Donald Trump a promis que le 2 avril serait le «Jour de la libération», celui de l’entrée en vigueur des droits de douane dits réciproques. Ces derniers consistent à appliquer aux produits entrant aux Etats-Unis le même niveau de taxation que celui appliqué par un pays sur les produits américains entrant sur son territoire. La semaine dernière, le président américain a également annoncé des droits de douane de 25% sur les importations automobiles qui ont provoqué un net recul des bourses internationales. Comment comprendre la politique commerciale du président américain? Michel Girardin, professeur invité à l’Université de Genève, répond aux questions d’Allnews:
La hausse des droits de douane sur l'automobile signale-t-elle que ces taxes sont une fin en soi ou restent-elles un moyen de pression?
Nous comprenons de mieux en mieux la tactique de Donald Trump. C’est un peu la stratégie du fou qui consiste à observer, lancer une initiative choquante et, face aux réactions, commencer à négocier. Ses partenaires se sont déjà habitués à cette tactique qui consiste à souffler le chaud et le froid. Signe de cette interprétation et d’une poursuite des discussions, les Européens ont reporté à la mi-avril la présentation de leurs mesures de rétorsion. Les droits de douane demeurent donc le cœur de métier de la politique «Trumpienne».
«Donald Trump est un négociateur difficile, mais il ne mettra pas en danger le multilatéralisme».
Quels sont les effets de ces changements de politique commerciale sur les perceptions?
Cette tactique crée de l’incertitude dont les Etats-Unis espèrent qu’elle créera un afflux de capitaux vers le dollar en tant que valeur refuge. A l’analyse, il apparaît rapidement qu’un pays qui crée de l’incertitude ne peut pas en bénéficier à travers une appréciation de sa monnaie.
Est-ce que les relèvements successifs des droits de douane marquent la fin du multilatéralisme?
Je ne serais pas aussi catégorique. Donald Trump est un négociateur difficile, mais il ne mettra pas en danger le multilatéralisme, lequel reste un principe fondamental des Nations-Unies. Le multilatéralisme permet d’affronter les défis majeurs du moment tels que la paix, le développement durable, le climat, les droits humains. A part le premier thème, il est vrai que les autres ne figurent plus au sein des priorités américaines. Nous verrons bien le 24 avril, lors de la Journée mondiale du multilatéralisme. Mais il est certain que le multilatéralisme a pris un coup avec la «Trumponomics», mais il n’est pas enterré. Nous resterons ballotés au rythme des négociations commerciales.
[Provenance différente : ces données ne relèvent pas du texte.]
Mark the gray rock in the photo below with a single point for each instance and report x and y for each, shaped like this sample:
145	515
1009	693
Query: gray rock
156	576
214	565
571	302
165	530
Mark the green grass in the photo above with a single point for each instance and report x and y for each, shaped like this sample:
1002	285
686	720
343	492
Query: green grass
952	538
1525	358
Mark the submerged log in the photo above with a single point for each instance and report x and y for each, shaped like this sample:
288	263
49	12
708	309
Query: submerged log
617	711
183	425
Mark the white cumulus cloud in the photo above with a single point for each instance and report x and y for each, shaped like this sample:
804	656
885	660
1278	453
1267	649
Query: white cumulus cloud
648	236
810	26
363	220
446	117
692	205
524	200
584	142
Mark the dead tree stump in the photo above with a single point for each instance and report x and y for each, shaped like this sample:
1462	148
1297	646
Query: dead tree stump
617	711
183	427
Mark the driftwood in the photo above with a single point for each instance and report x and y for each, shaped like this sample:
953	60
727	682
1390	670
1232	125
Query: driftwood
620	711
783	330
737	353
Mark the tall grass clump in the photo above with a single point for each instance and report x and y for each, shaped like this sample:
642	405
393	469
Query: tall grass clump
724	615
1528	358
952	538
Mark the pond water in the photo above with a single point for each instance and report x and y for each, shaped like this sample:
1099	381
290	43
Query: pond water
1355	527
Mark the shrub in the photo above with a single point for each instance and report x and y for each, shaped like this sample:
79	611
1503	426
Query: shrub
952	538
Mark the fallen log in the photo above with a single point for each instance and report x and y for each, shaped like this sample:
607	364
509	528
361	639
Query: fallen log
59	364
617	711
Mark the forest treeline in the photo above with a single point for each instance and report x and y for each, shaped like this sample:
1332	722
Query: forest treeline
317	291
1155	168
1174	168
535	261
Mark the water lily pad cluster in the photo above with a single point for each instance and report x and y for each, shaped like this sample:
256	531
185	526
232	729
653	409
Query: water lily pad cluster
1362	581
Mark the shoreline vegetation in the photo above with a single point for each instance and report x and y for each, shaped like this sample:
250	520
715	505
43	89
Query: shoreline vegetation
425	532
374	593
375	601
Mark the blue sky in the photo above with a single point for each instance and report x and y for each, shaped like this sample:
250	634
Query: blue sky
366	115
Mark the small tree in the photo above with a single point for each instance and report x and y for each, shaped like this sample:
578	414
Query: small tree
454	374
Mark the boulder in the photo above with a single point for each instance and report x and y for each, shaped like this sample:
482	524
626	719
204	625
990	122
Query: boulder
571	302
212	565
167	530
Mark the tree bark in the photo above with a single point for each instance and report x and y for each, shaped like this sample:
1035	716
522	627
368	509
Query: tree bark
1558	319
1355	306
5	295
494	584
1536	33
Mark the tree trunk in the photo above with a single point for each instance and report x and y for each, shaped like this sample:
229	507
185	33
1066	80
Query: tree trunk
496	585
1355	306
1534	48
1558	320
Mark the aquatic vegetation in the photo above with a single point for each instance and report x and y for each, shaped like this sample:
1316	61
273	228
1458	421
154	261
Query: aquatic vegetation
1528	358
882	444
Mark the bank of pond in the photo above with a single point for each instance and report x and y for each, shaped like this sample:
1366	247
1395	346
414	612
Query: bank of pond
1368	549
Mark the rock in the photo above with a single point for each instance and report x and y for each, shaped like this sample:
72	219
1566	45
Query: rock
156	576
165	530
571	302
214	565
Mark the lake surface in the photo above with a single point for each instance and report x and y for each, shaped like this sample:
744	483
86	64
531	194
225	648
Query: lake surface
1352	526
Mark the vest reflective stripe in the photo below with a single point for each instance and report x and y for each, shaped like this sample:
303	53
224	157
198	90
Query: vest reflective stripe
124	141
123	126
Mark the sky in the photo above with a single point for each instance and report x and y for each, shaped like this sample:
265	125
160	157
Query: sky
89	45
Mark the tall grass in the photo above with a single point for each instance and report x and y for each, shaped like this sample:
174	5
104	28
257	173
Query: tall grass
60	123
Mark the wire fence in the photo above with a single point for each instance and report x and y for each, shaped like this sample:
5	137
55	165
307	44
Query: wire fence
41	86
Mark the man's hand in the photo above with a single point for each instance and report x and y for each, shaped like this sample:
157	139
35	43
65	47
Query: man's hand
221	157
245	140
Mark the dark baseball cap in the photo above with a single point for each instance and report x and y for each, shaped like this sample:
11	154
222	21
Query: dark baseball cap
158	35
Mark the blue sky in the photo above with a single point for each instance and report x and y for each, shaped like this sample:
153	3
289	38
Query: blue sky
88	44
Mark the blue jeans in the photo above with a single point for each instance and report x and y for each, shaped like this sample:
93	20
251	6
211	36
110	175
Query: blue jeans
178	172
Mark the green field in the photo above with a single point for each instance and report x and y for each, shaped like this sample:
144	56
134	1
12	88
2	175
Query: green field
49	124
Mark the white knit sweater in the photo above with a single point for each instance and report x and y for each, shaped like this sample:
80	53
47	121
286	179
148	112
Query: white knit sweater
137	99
Quand les relèvements des droits de douane se feront-ils sentir sur les résultats des entreprises européennes et américaines?
Les analystes présentent les effets des droits de douane comme catastrophiques pour les entreprises, mais ils concernent les produits importés aux Etats-Unis par des fabricants étrangers et non pas ceux qui produisent aux Etats-Unis. Or le secteur automobile européen est déjà très présent avec des sites de production aux Etats-Unis, à l’image de BMW et Mercedes.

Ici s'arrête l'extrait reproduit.